The Problem with "Extraterritoriality"
Recently, Secretary of State John Kerry spoke of the recent security deal reached with Afghan President Hamid Karzai days before that would allow U.S. troops to remain in the country after 2014. Kerry commented on the condition that the Loya Jirga, or council of public and tribal elders, wished to impose on the agreement to the effect that U.S. troops in Afghanistan should be stripped of their long-held immunity from prosecution by Afghan courts.
“Needless to say, we are adamant it has to be the United States of America” that retains jurisdiction over its soldiers, said Kerry. “That’s the way it is everywhere else in the world. And they have a choice: Either that’s the way it is or there won’t be any forces there of any kind.”
To many in Afghanistan, that’s probably an dilemma they can live with. Local Afghan leaders, notoriously difficult for Westerners to read or predict, are either wishing to gain greater control over U.S. troops in their area or else are ready to see them go altogether even if it means less security for them.
The presence of U.S. troops who enjoy extraterritoriality -- the right of soldiers to be judged by their own while abroad -- has long been a double-edged sword for those living in the vicinity. Troops brought security from insurgents but insecurity because of their own behavior.
At least it was so in U.S. occupations in Latin America in the early twentieth century. Wherever they intervened with the assumption that they were spreading civilization to lesser nations, U.S. troops realized that they were surrounded by hostiles -- some insurgents, but often just ordinary people fed up with the physical abuse, drunkenness, and sexual aggression of far too many Marines. Those folk would occasionally strike back, landing them in provost courts staffed and run by U.S. military personnel.
In those courts, immunity for U.S. forces was all but assured. To be sure, provost courts helped protect Marines, kept the most flagrant abusers in check, and treated natives well enough. But their reach during occupations was dramatic. In Haiti and the Dominican Republic during World War I, military courts operated under martial law. In 1931 the Marines also declared martial law in northern Nicaragua. During the Dominican occupation alone, provost courts tried over 3,500 prisoners.
Traditional military courts involved military personnel only. But U.S. occupation authorities used them for any case in which a marine could be involved, thus subjecting civilians to them. Provost courts even threatened the jurisdiction of native courts: Latin Americans acquitted by their own courts could expect to be soon hauled before a U.S. judge. Marines also dragged political dissenters into their courts, including those who defied censorship laws.
The provost courts were self-protective mechanisms ruled by the esprit de corps of the Marines. Marines regularly failed to investigate unless the evidence brought them was overwhelming, and they usually found in favor of their own even when it was. They lied for each other and gave fellow Marines light sentences. The State Department admitted that several cases against Marines were probably “not proven” simply because witnesses were afraid to testify.
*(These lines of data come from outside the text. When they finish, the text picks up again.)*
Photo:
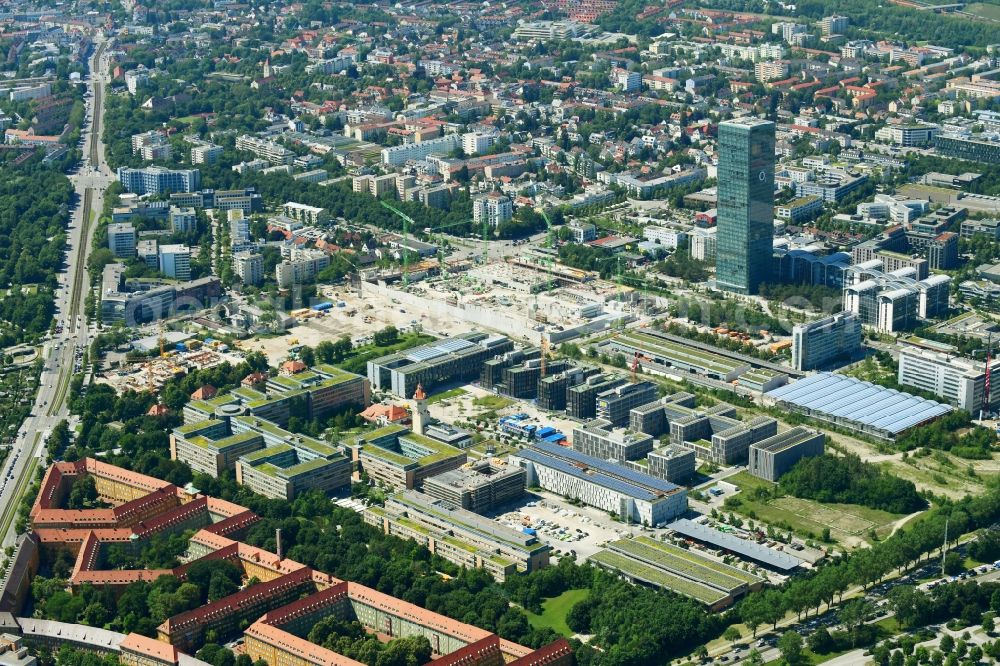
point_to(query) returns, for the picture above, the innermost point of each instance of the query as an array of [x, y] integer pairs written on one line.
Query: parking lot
[[579, 530]]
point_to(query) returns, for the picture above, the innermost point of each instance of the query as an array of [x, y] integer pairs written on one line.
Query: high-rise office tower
[[746, 204]]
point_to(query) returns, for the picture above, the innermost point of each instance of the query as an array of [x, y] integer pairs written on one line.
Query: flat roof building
[[771, 458], [857, 405], [680, 570], [630, 495], [672, 463], [730, 543], [939, 369], [479, 486], [600, 439], [818, 343], [615, 404], [402, 459], [459, 535], [666, 352], [456, 359]]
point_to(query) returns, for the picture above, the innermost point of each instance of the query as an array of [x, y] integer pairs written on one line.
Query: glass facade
[[746, 204]]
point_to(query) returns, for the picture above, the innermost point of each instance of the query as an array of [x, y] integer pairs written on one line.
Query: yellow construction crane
[[163, 342], [407, 221], [545, 353]]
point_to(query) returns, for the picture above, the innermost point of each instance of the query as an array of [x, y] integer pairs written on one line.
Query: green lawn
[[806, 516], [554, 612], [492, 402], [444, 395]]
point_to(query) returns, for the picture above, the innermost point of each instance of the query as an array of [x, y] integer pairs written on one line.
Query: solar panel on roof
[[597, 478], [422, 354], [743, 547], [633, 477], [454, 345], [859, 401]]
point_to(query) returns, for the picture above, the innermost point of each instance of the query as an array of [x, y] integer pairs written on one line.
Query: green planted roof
[[681, 353]]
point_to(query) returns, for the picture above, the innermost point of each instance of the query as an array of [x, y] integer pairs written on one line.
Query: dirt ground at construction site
[[359, 317]]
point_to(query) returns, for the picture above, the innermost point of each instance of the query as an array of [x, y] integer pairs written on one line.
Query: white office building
[[475, 143], [273, 152], [121, 240], [205, 153], [239, 228], [396, 155], [817, 343], [175, 261], [302, 267], [183, 220], [630, 495], [494, 208], [668, 238], [937, 368], [249, 267]]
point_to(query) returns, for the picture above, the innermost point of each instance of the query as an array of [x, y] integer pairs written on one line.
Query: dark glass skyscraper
[[746, 205]]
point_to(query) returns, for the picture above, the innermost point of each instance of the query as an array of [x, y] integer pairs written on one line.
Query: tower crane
[[407, 221]]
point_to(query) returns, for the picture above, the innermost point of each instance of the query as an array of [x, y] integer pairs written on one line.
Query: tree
[[83, 494], [307, 356], [790, 645], [910, 605], [853, 614], [954, 564]]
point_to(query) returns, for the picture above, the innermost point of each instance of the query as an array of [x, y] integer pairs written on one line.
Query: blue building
[[158, 180], [746, 204]]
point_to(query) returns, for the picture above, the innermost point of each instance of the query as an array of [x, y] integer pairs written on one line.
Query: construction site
[[516, 297], [527, 296], [174, 360]]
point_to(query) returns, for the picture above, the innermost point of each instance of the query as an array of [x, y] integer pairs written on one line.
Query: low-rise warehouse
[[774, 456], [685, 358], [459, 536], [686, 572], [857, 405]]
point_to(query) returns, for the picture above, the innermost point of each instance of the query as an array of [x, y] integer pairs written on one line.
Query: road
[[63, 352]]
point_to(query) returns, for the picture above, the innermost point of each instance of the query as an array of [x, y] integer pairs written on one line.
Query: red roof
[[206, 392]]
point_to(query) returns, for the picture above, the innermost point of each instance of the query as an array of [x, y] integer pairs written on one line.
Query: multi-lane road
[[62, 353]]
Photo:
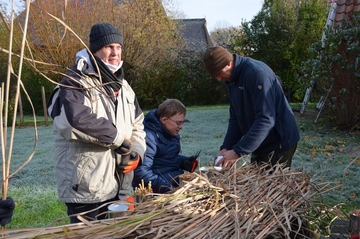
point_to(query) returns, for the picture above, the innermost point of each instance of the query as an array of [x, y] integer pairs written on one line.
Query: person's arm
[[233, 133], [144, 172], [69, 106], [6, 210], [262, 93], [138, 133]]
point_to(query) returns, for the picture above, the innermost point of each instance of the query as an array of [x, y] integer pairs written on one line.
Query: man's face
[[225, 73], [174, 123], [110, 54]]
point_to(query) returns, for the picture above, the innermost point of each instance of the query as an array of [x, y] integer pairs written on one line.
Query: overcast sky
[[223, 13]]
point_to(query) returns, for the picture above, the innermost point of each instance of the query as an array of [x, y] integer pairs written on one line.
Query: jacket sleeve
[[144, 172], [262, 95], [74, 119], [233, 133], [138, 133]]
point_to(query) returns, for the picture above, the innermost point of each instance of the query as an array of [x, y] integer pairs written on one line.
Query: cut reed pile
[[245, 202]]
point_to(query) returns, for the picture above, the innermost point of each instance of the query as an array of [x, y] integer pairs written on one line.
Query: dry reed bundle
[[245, 202]]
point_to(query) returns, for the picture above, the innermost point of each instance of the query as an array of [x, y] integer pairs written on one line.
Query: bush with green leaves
[[183, 78], [334, 69]]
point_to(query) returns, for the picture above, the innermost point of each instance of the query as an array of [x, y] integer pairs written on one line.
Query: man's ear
[[162, 120]]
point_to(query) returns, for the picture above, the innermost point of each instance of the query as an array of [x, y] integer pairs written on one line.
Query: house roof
[[195, 34], [344, 9]]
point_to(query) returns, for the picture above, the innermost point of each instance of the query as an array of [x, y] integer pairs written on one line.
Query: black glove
[[190, 164], [125, 148], [129, 162], [6, 210]]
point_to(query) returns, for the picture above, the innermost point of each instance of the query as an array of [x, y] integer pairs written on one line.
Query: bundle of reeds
[[245, 202]]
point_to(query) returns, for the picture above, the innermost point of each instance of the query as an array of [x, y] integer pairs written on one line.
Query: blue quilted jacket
[[162, 163]]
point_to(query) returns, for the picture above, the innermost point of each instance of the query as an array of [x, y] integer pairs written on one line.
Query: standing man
[[99, 134], [163, 162], [261, 120]]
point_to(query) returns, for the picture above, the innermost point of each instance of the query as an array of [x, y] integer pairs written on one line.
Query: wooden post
[[44, 105], [21, 112]]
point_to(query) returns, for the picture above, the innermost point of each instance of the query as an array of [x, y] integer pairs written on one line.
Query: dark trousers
[[75, 208], [284, 157]]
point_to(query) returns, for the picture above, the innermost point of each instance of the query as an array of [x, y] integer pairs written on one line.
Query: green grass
[[321, 151]]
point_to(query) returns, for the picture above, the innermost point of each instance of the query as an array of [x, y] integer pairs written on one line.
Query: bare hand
[[229, 158]]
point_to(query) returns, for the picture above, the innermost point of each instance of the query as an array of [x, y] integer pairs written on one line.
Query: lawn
[[322, 151]]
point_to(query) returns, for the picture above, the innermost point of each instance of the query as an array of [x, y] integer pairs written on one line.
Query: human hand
[[228, 159], [6, 210], [129, 162], [125, 148]]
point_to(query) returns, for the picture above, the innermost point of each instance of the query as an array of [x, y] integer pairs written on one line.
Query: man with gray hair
[[99, 134]]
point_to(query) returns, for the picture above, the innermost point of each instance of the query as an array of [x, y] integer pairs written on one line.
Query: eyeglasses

To Latin Americans, judgments against their own seemed pre-determined and cruel. For having on him a ration worth 37 cents, for example, one man was confined for a month. Six other men got three months and an $18 fine each for harboring a ham valued at $2.56.
Racism also informed the injustice of provost courts. Typically, Marines believed their own white witnesses rather than dark-skinned natives, who they assumed were uninformed or mendacious.
Much of this malpractice was due to poor resources -- lacking in Afghanistan today as they did in Latin America a century ago. Provost judges or marshals were captains or lieutenants who spoke no Spanish and had no special training. Others were non-commissioned officers elevated to officers in the constabulary, with no administrative experience whatever. Provost “courts” usually consisted of a single person who heard cases and rendered judgments often without even a stenographer.
As a result of this ginned-up system, provost courts abused their power. Their judges fined natives for laws that were unpublished. Others suspended habeas corpus. An investigator in the Dominican Republic concluded that “the provost courts have gained the reputation of being unjust, oppressive and cruel, and seem to delight in excessive sentences. These provost courts, with their arbitrary and overbearing methods, their refusal to permit accused persons to be defended by counsel, and their foreign judges, foreign language and foreign procedure, are galling to the Dominicans, who regard them with aversion and terror.”
In Afghanistan, terror would be the ultimate irony of courts established to bring peace and justice to a country that helped launch terror attacks on the United States. In 2012 Afghan lawmakers expressed outrage when a U.S. sergeant accused of killing sixteen civilians was quickly flown out of the country, denying Afghanistan a public trial. Perhaps the hesitations expressed by the Loya Jirga should lead to U.S. investigations of the potential abuses of extraterritoriality, a legal oddity that continues to be, regardless of its universality, a relic of empire.